Texas, the proud, independent Lone Star State, is suffering a humanitarian catastrophe caused by its shortsighted denial of the climate crisis and lack of federal regulation. Warming air over the Arctic is the likely reason that the polar vortex, a huge mass of cold air over the North Pole, moved south, plunging Texas and surrounding states into an unprecedented deep freeze. Millions have been left for days without power, water and heat, and nearly 40 people have died. A second winter storm, dubbed Viola, hit the state as it reeled from the vortex. Republican Governor Greg Abbott falsely blamed the state's electrical grid failure on renewable energy: "This shows how the Green New Deal would be a deadly deal for the United States of America," he told Fox News. Even Abbot's own energy department refuted his claims.

The freezing air blanketing the region did shut down about half of Texas' wind turbines, but still, that only accounted for 13 per cent of the overall power loss. The larger cause of the catastrophe was frozen fossil-fuel infrastructure, disabling coal, oil, fracked gas facilities and even nuclear power generation. Governor Abbott's lies may warm the hearts of his corporate fossil fuel donors, but they won't help the millions of Texans struggling to survive in the freezing cold, and they won't protect Texas from future extreme weather events that are sure to follow.

Texas has itself largely to blame for the severity of its power grid's failure. Most of the continental United States draws power from two main electrical grids, one in the east and the other in the west. Texas, however, operates its own, isolated grid, often described as an "island." President Franklin Delano Roosevelt created the Federal Power Commission in 1935, as part of the New Deal, to regulate interstate electricity. Texas power companies rebelled, and decided to go it alone, keeping the state's grid entirely in-state. The system developed over the decades into ERCOT, the Electric Reliability Council of Texas.

As the largest state by area in the lower 48, and with significant oil, gas and coal within its borders, and plenty of sun and wind, Texas is perhaps better positioned than any other state to attempt energy independence. But the devil is in the details. ERCOT touts its freedom from federal regulation and devotion to the free market for its success over the decades. Texas energy officials endlessly brag about ERCOT's ability to power all of the state's air conditioners during its famously hot summers. But there has never been any incentive for power producers to spend money winterizing their facilities. As this week's arctic cold shut down power plants across the state, Texas couldn't draw electricity from out-of-state sources, creating a cascade of calamities, disproportionately hitting low-income communities and communities of colour.

"We're now the Alone Star State," Professor Robert Bullard, known as the "father of environmental justice," said on the Democracy Now! news hour from Houston, soon after his power had been restored. "The impact of this storm is more than just power outages and inconveniences for those communities that historically have been impacted by energy insecurity and energy poverty."

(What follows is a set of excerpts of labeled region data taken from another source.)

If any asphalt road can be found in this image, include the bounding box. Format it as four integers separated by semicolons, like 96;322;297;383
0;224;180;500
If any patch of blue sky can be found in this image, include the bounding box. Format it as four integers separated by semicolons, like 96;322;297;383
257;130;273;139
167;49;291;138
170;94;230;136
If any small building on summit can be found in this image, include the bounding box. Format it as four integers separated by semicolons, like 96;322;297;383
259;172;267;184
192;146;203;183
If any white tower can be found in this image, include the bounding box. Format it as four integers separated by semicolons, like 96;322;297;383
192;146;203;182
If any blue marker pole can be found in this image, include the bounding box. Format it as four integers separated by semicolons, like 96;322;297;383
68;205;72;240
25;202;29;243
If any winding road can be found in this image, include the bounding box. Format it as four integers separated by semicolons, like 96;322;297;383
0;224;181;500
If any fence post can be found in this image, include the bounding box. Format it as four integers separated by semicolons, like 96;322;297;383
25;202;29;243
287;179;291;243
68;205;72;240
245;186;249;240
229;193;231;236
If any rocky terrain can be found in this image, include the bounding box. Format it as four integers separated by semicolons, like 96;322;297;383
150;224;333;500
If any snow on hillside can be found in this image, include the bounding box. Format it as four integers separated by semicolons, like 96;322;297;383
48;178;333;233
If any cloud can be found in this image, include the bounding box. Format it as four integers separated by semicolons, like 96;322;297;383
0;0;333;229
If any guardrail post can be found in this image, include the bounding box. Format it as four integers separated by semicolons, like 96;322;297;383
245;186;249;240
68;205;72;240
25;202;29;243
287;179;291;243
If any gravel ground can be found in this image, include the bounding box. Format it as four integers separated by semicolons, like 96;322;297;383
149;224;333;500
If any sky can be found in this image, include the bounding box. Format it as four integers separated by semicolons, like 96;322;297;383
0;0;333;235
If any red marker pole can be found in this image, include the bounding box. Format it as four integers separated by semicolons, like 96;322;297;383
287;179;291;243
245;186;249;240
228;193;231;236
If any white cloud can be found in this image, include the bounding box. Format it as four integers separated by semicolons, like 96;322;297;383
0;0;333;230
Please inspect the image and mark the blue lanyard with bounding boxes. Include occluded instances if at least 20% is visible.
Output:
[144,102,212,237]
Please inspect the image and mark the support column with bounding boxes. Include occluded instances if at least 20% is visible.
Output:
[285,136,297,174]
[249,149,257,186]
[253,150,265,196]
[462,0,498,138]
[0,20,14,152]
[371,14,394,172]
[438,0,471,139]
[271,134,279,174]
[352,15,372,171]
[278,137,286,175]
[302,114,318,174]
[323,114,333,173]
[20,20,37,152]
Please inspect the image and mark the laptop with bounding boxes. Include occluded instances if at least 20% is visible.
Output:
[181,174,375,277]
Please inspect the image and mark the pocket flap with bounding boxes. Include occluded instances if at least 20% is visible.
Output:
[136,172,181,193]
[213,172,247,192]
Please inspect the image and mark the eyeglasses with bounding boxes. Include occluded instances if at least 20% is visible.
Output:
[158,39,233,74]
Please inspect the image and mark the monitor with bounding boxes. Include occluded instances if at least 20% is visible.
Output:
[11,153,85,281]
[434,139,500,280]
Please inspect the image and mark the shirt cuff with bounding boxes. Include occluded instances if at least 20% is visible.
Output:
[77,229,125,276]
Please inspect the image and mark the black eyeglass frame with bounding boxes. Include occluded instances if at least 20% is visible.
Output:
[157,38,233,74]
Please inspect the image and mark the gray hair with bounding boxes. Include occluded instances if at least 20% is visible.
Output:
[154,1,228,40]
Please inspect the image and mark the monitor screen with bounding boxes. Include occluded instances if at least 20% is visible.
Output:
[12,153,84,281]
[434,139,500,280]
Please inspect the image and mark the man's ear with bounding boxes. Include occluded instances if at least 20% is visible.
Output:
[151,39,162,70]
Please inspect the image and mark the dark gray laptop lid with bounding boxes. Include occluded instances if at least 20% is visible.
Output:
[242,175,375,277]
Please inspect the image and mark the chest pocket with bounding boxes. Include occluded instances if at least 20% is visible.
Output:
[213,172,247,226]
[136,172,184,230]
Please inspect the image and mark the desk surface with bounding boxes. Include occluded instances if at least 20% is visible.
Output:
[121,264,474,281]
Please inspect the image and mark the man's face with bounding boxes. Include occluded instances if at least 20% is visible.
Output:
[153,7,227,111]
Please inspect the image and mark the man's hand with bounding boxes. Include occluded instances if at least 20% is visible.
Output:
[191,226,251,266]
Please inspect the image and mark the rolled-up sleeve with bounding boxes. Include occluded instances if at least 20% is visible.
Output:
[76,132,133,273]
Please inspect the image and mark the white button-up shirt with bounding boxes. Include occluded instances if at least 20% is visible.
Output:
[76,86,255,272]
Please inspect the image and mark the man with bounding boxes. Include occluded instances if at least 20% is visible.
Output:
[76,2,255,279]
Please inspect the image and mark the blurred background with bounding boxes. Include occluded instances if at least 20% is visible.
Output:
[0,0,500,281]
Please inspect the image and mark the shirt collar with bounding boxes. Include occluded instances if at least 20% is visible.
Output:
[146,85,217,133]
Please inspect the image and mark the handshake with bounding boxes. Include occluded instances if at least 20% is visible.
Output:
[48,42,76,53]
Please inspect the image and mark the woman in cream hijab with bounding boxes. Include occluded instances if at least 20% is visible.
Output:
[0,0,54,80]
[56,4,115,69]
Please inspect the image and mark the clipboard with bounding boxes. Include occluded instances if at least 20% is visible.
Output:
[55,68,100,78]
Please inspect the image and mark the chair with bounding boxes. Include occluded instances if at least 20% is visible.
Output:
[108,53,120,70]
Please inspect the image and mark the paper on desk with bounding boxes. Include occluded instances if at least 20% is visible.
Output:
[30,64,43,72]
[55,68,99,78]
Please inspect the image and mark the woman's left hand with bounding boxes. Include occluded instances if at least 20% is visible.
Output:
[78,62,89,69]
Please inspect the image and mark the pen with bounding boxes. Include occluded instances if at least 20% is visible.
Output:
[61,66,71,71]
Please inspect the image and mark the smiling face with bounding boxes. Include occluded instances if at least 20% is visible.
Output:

Cities and towns across Texas are issuing boil water notices as water treatment plants go offline. But many families can't boil water without electricity. Stories are surfacing of people breaking apart furniture to burn for heat. "We are a failed state right now," Bullard added. "People are suffering right now and hurting with no power, no money, no water, no form of transportation to get to the grocery store to get water where there is no bottled water or food…the idea of Texas not being part of the union has really been a textbook example of how not to do it."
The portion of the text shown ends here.